Note that extreme case sampling is a kind of “double sampling” procedure. First, we have some database that may be an entire population but more often is sampled from some population. Then we sample from this sample by assigning scores to each subject in this population based on our predictor variable and we select some number of extreme cases for our study. The number of cases selected for the study is discussed in item #3 below.

2. The relationship of the predictor variable and outcome variable is continuously increasing or decreasing.

3. The number of extreme cases that are selected to analyze should be at least three. In many cases the hypothesized relationship can be rejected after analyzing only the three most extreme cases. For example, we find that the three most extreme Aries individuals do not exhibit independence in any identifiable way more than other people. We then reject the astrological hypothesis or change the astrological hypothesis to fit the findings. We might, for example, propose that the independent quality is so subtle, psychological or internal that only a psychological test or interviews can reveal it. Such alternative explanations tremendously erode the original hypothesis. The researcher should set a cut off point for how much data will be analyzed before analyzing the data! Otherwise there is a temptation to cut off after some number of data that fits the hypothesis. The researcher should set the number to at least three. The primary determinant of the cut off point is the time and energy that the researcher is willing to commit to the study. In the given scenario where biographies of the famous people need to be studied and sometimes works that they produced analyzed, a researcher with a limited amount of time may wish to study only the top three cases. Studying more than the top 5% (25 in the case of 5,000 data) is not advised because the greater the number of data analyzed, the less extreme some of this data is.

4. The outcome variable may be difficult to assess. Whether a person is independent or not is difficult to determine. In what ways is the person independent? One of the great benefits of extreme case sampling is that we are able to refine and make much clearer what the outcome is! Extreme case sampling assists us in developing a viable model. In my personal experience conducting dozens of extreme case sampling studies, the typical finding is that a more clearly defined outcome variable emerges from the study. The predictor variable is already clearly defined and now the outcome variable becomes much more clearly defined as well. Future studies and anecdotal evidence are much easier to evaluate because we have a much more clearly defined outcome variable rather than an outcome variable that is very general and ambiguous. Extreme case sampling provides an enormous step towards narrowing the scope of possibilities so that future studies can determine whether the scope narrows down to a clear relationship or to the discovery that there is no relationshp of the variables and therefore the hypothesis can be rejected.

5. There may be various outcome variables that are explored. Extreme case sampling is an exploratory research method that helps us determine what models are viable. We have a choice of whether we want our research to entertain a wide range of possible outcomes and be much more exploratory in nature of whether we have a more specific outcome that we expect. By focusing on a more specific outcome we move more quickly to a confirmation of our hypothesis but we miss the opportunity to notice outcomes that may be a bit different from what we expected. Do we expect Aries to incline towards self-employment, strong personal opinions, aggresssiveness, or any of the above? The wider the net so to speak, the more likely we are to find some relationship but the weaker is our confirmation of a relationship. Regardless of how wide the net is, extreme case sampling enables us to draw much more reliable conclusions about what kinds of relationships may exist between the variables, if any, than through anecdotal evidence gained through convenience sampling. Unlike anecdotal evidence, extreme case sampling also helps develop a body of literature that future researchers can build from.
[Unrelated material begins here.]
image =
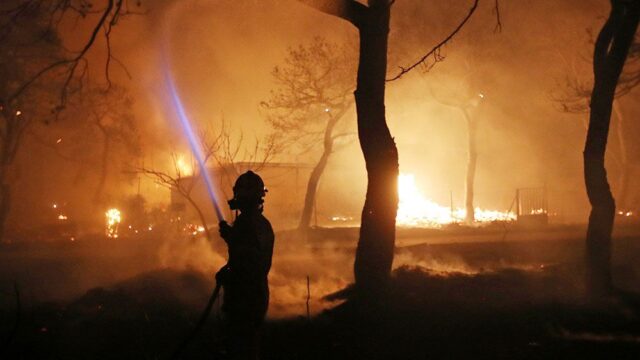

6. The extreme cases must have high scores or ratings on the outcome variable. If they do not, you must reject the the hyothesis. You may radically alter the hypothesis to make it compatibile with the findings but the hypothesis as stated is rejected with very good confidence.

7. Extreme case sampling is particularly helpful when the relationship of predictor variables and outcome variables is complex or there are many competing theories. If a relationship between variables has already been determined by previous research, then a research method that can draw stronger conclusions, like a hypothesis test, may be appropriate. However, when relationships between variables have not yet been clearly determined, hypothesis tests are “shots in the dark” that usually miss the mark. Extreme case sampling can sort out a tangle of data into promising connections and also remove from consideration many relationships. If Aries has no relationship to independence, then it is extremely unlikely that an independent trait will be found in the top 3 or more extreme Aries people. At best, the researcher will need to narrow done to some particular definition of independence that is tremendously more specific and easier to test than the much more general notion of independent personality that was initially proposed.

**Advantages of Sampling on the Predictor Variable**

By sampling on the predictor variable, rather than the outcome variable, we are not limited to narrowly defined outcomes. We can consider a wide range of possible outcomes. The potential for knowledge discovery is enhance as we explore possible relationships. The extreme cases based on the predictor variable are believed to have some effect but the exact nature of the effect does not need to be known and unexpected relationships may be discovered. By qualitatively analyzing these extreme cases we have also opened the door to discovering relationships that are not easily quantified. Thus, this research procedure has cast the widest possible net for finding any possible impact from the predictor variable. If no viable outcomes can be proposed from these extreme cases, then we have obtained very strong evidence that the belief that these variables are predictors of any kind of outcome is very strong.

A failure to find any outcomes associated with strong Aries in our hypothetical scenario suggests very strongly that the belief in Aries is superstitious. This conclusion is much stronger than a negative finding from other forms of research which may fail because (a) there are outcomes that were not investigated, (b) the measurement of the outcome suffered from too much measurement error to detect the outcome sufficiently, or any other problems that might arise from the limitations of selecting particular outcomes and attempting to measure them.

Success in finding some traits or behaviors that are shared among these thexe extreme cases provides the researchers with ideas, hypotheses, or theories that have the potential to be verified in future research.

**Extreme Case Studies that Do Not Use Extreme Case Sampling**

Not all extreme case studies use extreme case sampling. For example, an astrologer may have a client who has several planets in Aries. Conclusions derived from the analysis of these anecdotal extreme cases are much weaker than conclusions derived from extreme cases that are sampled from a database. The extreme cases that are anecdotal cases can very easily be influenced by selection bias. The astrology may, for example, may be more responsive to cases that confirm a belief and consciously or unconsciously avoid analyzing extreme Aries cases that contradict the astrological belief. Therefore, the term “extreme case sampling” is preferred to “extreme case study” in describing this methodology because not all extreme case studies meet the criteria for being able to draw strong evidence from the study.

**Conclusion**

There are particular research questions that extreme case sampling is remarkably well suited for. However, extreme case sampling often gets ignored as an important research method. For example, belief in astrology is pervasive with most surveys indicating that about 1/3 of the population of many countries believing in astrology. Those who believe that astrology is a harmful superstition could use extreme case sampling to demonstrate that the ideas are not valid, and the believers could use extreme case sampling to build viable models. The resources needed for extreme case sampling are readily available in the area of astrology and in many other areas. The scenario presented in this paper is is only one example of a situation where extreme case sampling is a brilliant tool in our toolkit of research methods. Extreme case sampling is often overlooked, and researchers in many fields are likely to find that extreme case sampling needs to be resurrected as an invaluable research method that has gotten buried beneath the other valuable tools in our research methods toolkit.